Hurricane Ike damaged over 150 offshore platforms in which W & T had an interest. The submitted expenses for W & T’s “operators’ extra expenses” exceeded the total available under the company’s Energy/Primary Liability policies. As noted, the Excess/Umbrella policies did not cover “operators’ extra expenses.” However, W & T faced claims against it by third-parties for “removal of debris” claims. Thus, the Company would be turning to its Excess/Umbrella carriers to cover any claims asserted against it for “removal of debris.”
Anticipating that W& T would seek coverage for such “removal of debris” claims, the underwriters for the excess carriers filed suits in federal court seeking declaratory judgments that W & T’s claims were not covered under the Excess/Umbrella Policies because the Retained Limit of those policies had not been exhausted. The policy underwriters involved are Indemnity Insurance Company of North America, New York Marine and General Insurance Company, Navigators Insurance Company, National Liability and Fire Insurance Company, XL Specialty Insurance Company and Liberty Mutual Insurance Company.
The excess insurers argued that the Excess/Umbrella policies only take effect if the retained limit of the primary/underlying policy is met first by claims that would be specifically covered in the particular excess insurance policy. Because W & T exhausted the Primary Liability limits on “operators’ extra expenses” claims that are not covered by the Excess/Umbrella policies, the excess carriers argued that the “retained limit” had not been met and thus the Excess/Umbrella policies did not apply. The district court agreed and granted judgment in favor of the excess insurance carriers. The Fifth Circuit has now disagreed and reversed, ruling that W & T has exhausted its primary coverage and the “removal of debris” claims at issue are covered by the Excess/Umbrella policies.

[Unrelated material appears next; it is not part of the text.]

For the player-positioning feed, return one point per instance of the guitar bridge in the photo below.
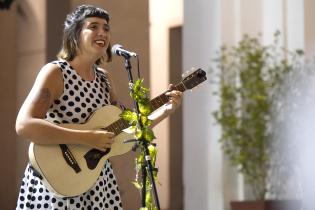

The Fifth Circuit based its decision largely on its of application of traditional rules for construing insurance agreements Texas law, which governed the policies at issue. First, a court construing a contract—including an insurance policy—must read that contract in a manner that confers meaning to all of its terms, rendering the contract’s terms consistent with one another. A court should examine and consider the entire writing in an effort to harmonize and give effect to all the provisions of the contract so that none will be rendered meaningless. No single provision taken alone will be given controlling effect, rather all the provisions must be considered with reference to the whole instrument. Under Texas law, a court must enforce an insurance policy according to its plain meaning if the terms of the policy are unambiguous after reading the terms and giving meaning to all provisions. Finally, if the terms of the contract are ambiguous, a court should adopt the interpretation that is most favorable to the insured.
After examining the precise language of the contract between W&T and the underwriters, the court of appeals found that the contract does not specify “how the limit of the underlying policies must be reached” or “state that the retained limit refers exclusively to sums covered by the umbrella policy.” Because the contract remains at best ambiguous regarding the requirements for exhausting the retained limit of underlying/primary policies, the Fifth Circuit held that the Excess/Umbrella insurance policies took effect once all underlying insurance was exhausted, regardless of how that exhaustion occurred. In short, it did not matter that the underlying coverage was exhausted on claims that are not covered by the excess polices. Thus, the court of appeals ruled that the excess carriers were liable for “removal of debris” damages incurred by W&T.